Oito anos após incêndio que destruiu Comunidade do Piolho em SP, moradores podem não ocupar casas prometidas por Prefeitura


Novo conjunto habitacional deve ser ocupado por outras pessoas que também estão na fila de projetos habitacionais; Prefeitura diz que famílias precisariam comprovar residência na área para depois realizar o cadastro habitacional. Favela do Piolho fica na região do Campo Belo, Zona Sul de SP. Comunidade da Favela do Piolho, Zona Sul de São Paulo
Kleber Tomaz/G1
Oito anos depois de um incêndio destruir boa parte da Comunidade do Piolho, na Zona Sul da capital, outras pessoas, que não os moradores da favela, ocupam o conjunto habitacional com 300 apartamentos que foi erguido quase ao lado, na Rua Estevão Baião.
A Favela do Piolho fica na região do Campo Belo, perto do Aeroporto de Congonhas, e ocupa uma quadra inteira às margens da Avenida Jornalista Roberto Marinho.
Em 2012, 1.140 moradores perderam suas casas e a Prefeitura prometer realocar os moradores em um conjunto habitacional. Até hoje, os moradores estão sem os apartamentos. O novo conjunto começou a ser ocupado por outras pessoas que também estão na fila de projetos habitacionais da Prefeitura.
Muitas dos moradores já tinham até assinado documentos que garantiam um imóvel no conjunto, que é o sonho de consumo de muitas famílias de comunidades carentes. Cada apartamento tem sala, cozinha, dois quartos e banheiro.
Em 2012, após o incêndio, as famílias começaram a receber um auxílio-aluguel pago pela Prefeitura, enquanto o conjunto habitacional era construído.
A manicure Fabiana dos Santos Melo vive em uma casa alugada com os 4 filhos. Dos R$ 1 mil que recebe todo mês com o seu trabalho, quase metade vai para pagar aluguel. Até hoje ela vive com ajuda do auxílio-aluguel, de R$ 400. A promessa de morar no novo endereço é antiga.
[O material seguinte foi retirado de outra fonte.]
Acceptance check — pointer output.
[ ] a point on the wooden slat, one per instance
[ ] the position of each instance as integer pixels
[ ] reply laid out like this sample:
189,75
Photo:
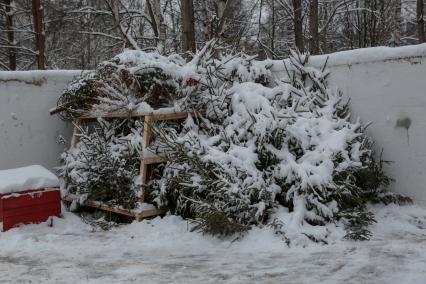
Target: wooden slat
156,115
149,213
97,205
154,160
75,137
137,216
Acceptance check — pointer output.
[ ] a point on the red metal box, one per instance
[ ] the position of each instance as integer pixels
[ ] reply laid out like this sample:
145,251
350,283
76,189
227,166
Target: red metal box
30,206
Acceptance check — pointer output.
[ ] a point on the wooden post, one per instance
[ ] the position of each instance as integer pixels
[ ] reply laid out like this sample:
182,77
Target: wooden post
76,131
188,33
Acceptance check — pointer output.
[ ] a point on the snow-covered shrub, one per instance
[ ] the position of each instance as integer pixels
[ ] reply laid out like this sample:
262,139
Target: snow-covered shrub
130,81
105,164
286,143
265,151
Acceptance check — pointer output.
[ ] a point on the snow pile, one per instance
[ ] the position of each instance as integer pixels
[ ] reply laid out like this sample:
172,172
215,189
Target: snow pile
105,164
282,153
268,146
30,177
164,249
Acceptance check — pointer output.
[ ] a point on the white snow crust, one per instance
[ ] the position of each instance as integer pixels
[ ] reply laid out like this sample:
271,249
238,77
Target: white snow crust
30,177
165,251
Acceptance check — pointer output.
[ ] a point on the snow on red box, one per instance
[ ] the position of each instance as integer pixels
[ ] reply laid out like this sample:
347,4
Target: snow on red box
29,206
28,195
“Eu durmo aqui com a Julia e o pequeno, e os outros dois dormem cada um num colchão. Eles falaram que quem quisesse esse empreendimento teria que assinar um termo falando que só queria aqui. Quem não assinasse, o empreendimento poderia ser em qualquer outro lugar, qualquer outro bairro. Eu assinei para cá. A gente até tinha um site da habitação que a gente entrava, colocava o número do CPF para saber onde seria a nossa moradia e sempre caía aqui.”
Mas em março, uma notícia foi frustrante. “Falaram que não tem nenhuma previsão agora, ou seja, 8 anos a gente esperando aqui e agora eles vieram com essa bomba, que não era para a gente.”
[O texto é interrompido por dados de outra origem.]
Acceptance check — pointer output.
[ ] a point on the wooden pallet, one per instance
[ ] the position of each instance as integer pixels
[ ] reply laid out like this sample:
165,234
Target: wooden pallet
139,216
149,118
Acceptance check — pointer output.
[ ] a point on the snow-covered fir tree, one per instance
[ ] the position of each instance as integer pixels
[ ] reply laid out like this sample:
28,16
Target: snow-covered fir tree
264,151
Tempos atrás, a cabeleireira Núbia chegou a visitar um apartamento decorado, com fogão, sofá, mas não tem nenhuma informação de quando e para onde vai poder se mudar.
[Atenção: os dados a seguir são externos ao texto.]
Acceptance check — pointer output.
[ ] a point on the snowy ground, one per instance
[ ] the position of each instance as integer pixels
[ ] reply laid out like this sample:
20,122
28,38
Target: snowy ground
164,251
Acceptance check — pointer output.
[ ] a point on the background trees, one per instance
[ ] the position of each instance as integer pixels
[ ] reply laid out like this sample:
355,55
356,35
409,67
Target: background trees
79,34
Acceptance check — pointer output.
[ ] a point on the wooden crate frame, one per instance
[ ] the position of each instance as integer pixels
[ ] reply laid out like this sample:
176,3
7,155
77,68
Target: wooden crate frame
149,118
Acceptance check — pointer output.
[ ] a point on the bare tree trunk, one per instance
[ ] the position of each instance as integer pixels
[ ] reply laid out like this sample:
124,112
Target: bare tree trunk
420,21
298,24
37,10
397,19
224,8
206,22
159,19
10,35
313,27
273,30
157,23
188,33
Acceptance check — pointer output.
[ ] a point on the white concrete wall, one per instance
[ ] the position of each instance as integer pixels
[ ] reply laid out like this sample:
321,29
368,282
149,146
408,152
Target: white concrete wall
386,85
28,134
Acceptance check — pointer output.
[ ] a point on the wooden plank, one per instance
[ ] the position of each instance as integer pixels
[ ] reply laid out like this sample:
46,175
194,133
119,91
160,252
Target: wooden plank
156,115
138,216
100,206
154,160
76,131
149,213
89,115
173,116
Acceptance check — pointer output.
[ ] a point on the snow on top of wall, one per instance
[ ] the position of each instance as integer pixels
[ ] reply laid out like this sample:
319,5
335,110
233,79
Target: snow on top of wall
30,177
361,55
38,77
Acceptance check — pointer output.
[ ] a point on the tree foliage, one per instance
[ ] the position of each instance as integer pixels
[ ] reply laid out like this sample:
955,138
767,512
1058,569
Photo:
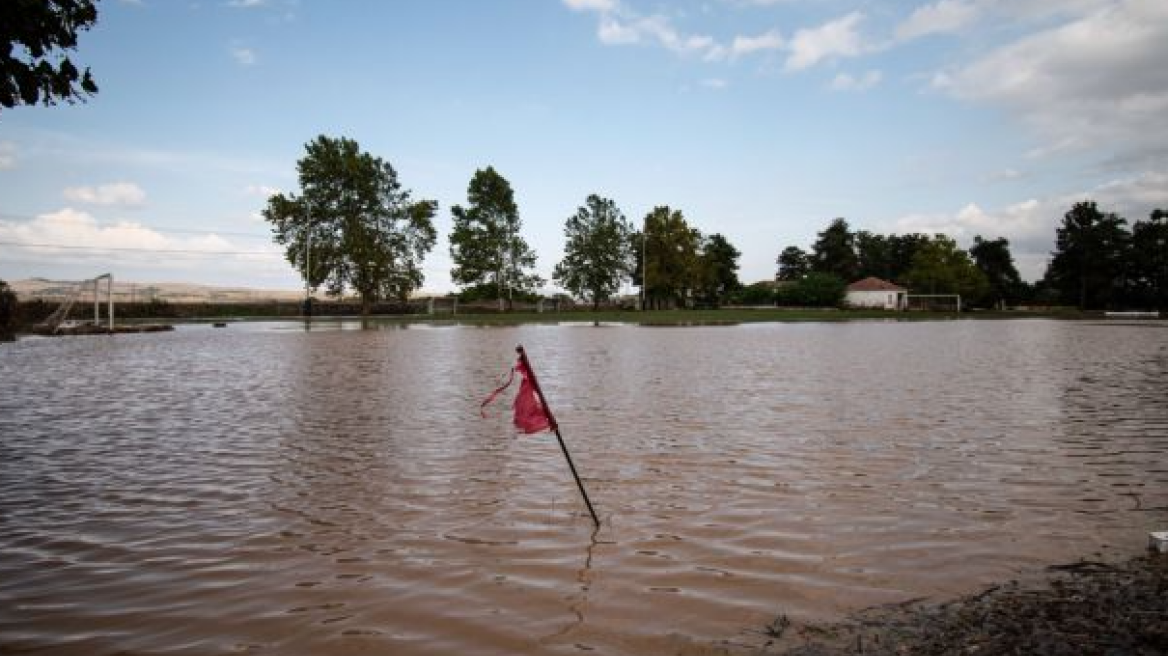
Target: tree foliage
941,267
34,39
353,225
717,270
485,242
1149,260
996,264
793,263
672,250
1086,267
835,251
814,290
597,251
“Na reunião que tivemos lá eles falam que não têm previsão e nem tem empreendimento nenhum para a gente. Só que nós não queremos viver só de aluguel-social não, nós queremos nossa moradia”, afirma.
Essa é a mesma situação da desempregada Cícera Galvão da Silva e do José.
“É uma agonia porque a pessoa passar por aquilo… Criança pequena na época. Hoje são maiores, graças a Deus, e pior hoje, porque a gente vê uma obra dessas, um empreendimento desse e assim, é frustração total.”
O motorista Michael Ferreira Barbosa também só quer uma resposta.
“A gente ficou na expectativa que agora em dezembro iam entregar para a gente e… Um banho de água fria, exatamente isso que aconteceu conosco.”
Por nota, a Secretaria de Habitação da capital disse que 500 famílias da Favela do Piolho foram identificadas para terem direito ao atendimento habitacional e informou que em uma audiência pública foi acordado que elas precisariam comprovar residência na área para depois realizar o cadastro habitacional.
Sobre as famílias que apareceram na reportagem, a Prefeitura disse que elas vão continuar recebendo o auxílio-aluguel, mas que ainda não há vinculação para algum empreendimento.